3. Break Down Proposals Into Phases
A common objection from clients, especially when budgets are tight, is the size or cost of a proposed project. You might hear something like, “We’re not ready to commit to the full project just yet.”
- Instead of pushing for the entire scope upfront, offer to phase the project into smaller, digestible pieces. Once they see tangible results, they’ll be more likely to approve the next phase. This incremental approach reduces perceived risk and can accelerate decision-making.
4. Set Clear Decision Timelines
One of the most effective ways to avoid endless delays is to establish a firm decision-making timeline right from the start. This helps eliminate the ambiguous “We’ll get back to you” response that often leads to extended periods of uncertainty.
- Before you send your proposal, agree with your client on when they will make a decision. Use language like: “Let’s reconvene in two weeks to review and make a final decision, whether it’s a yes or a no.”. If they are unwilling to commit to a timeline, it’s a red flag that they may not be serious about moving forward.
5. Tailor Your Content for Different Stakeholders
In recent years, more decision-making power has shifted to CFOs, especially in large organisations. It’s no longer enough to have the support of operational or marketing teams; your proposal also needs to speak the language of finance. CFOs are focused on risk, cost control, and return on investment, so your proposal must reflect these priorities.
- Provide financial justifications, detailed cost-benefit analyses, and demonstrate how your solution either saves money or generates measurable value. If necessary, include a specific section in your proposal aimed directly at the CFO, showcasing the project’s financial impact.
- You might even offer to meet with the CFO directly to answer any questions about cost and return. Engaging finance early and often can prevent budget issues from derailing your deal at the last minute.

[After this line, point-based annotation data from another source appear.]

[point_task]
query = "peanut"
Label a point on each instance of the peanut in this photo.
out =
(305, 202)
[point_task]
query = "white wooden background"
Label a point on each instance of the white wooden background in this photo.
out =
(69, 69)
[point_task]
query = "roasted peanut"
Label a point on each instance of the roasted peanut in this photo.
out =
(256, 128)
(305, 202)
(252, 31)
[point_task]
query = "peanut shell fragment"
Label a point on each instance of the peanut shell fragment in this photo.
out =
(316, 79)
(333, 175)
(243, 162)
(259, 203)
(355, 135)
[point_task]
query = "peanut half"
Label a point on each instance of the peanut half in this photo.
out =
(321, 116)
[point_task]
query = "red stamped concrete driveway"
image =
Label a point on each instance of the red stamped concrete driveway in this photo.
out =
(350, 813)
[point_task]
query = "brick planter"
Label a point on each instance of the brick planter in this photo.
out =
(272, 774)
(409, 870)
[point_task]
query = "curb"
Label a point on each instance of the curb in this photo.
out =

6. Keep Proactive Touchpoints
Once a proposal has been sent, it’s easy for clients to go quiet.
- Schedule regular check-ins that add value. For example, send over industry insights, case studies, or relevant research that could help your client make an informed decision.
- However, adjust time invested based on the likelihood (and potential spend). Don’t waste your time chasing dead leads. If the client isn’t ready to decide in the near future, agree on a more extended follow-up schedule.
7. Ask for Preferred Supplier Status
Becoming a preferred supplier means you’ve cleared the internal hurdles of procurement and are pre-approved for future projects, which can fast-track your deals.
- If you find yourself frequently working with the same client but struggling to close bigger deals, it might be time to ask: “What do we need to do to become a preferred supplier?”
- Many firms wait until procurement approaches them about preferred supplier status, but by asking early, you can accelerate the process and avoid lengthy approval cycles in the future.
8. Accept When a Client Isn’t Ready
It’s important to recognise when a client simply isn’t ready to buy.
- If you determine that they’re not ready, be gracious, set a follow-up for a later date, and move on.
- Be sure to include an assessment of ‘why?’ in your loss/win reviews.
9. Consider a Review of Your Services
If multiple decision-makers and can-kicking is becoming a common feature of your work, consider reviewing your service offerings:
- How might you adjust your services to ensure that the buying process is easier?
- Having a single role for decision-making makes selling so much easier.
- This might be considering your value proposition; project cost; or marketing material.
In summary, these tactics might help you. However, do bear in mind that in consulting, especially in today’s market, uncertainty and indecision is often simply part of the game. You can take a horse to water, but your best bet is to have a thirsty horse in the first place.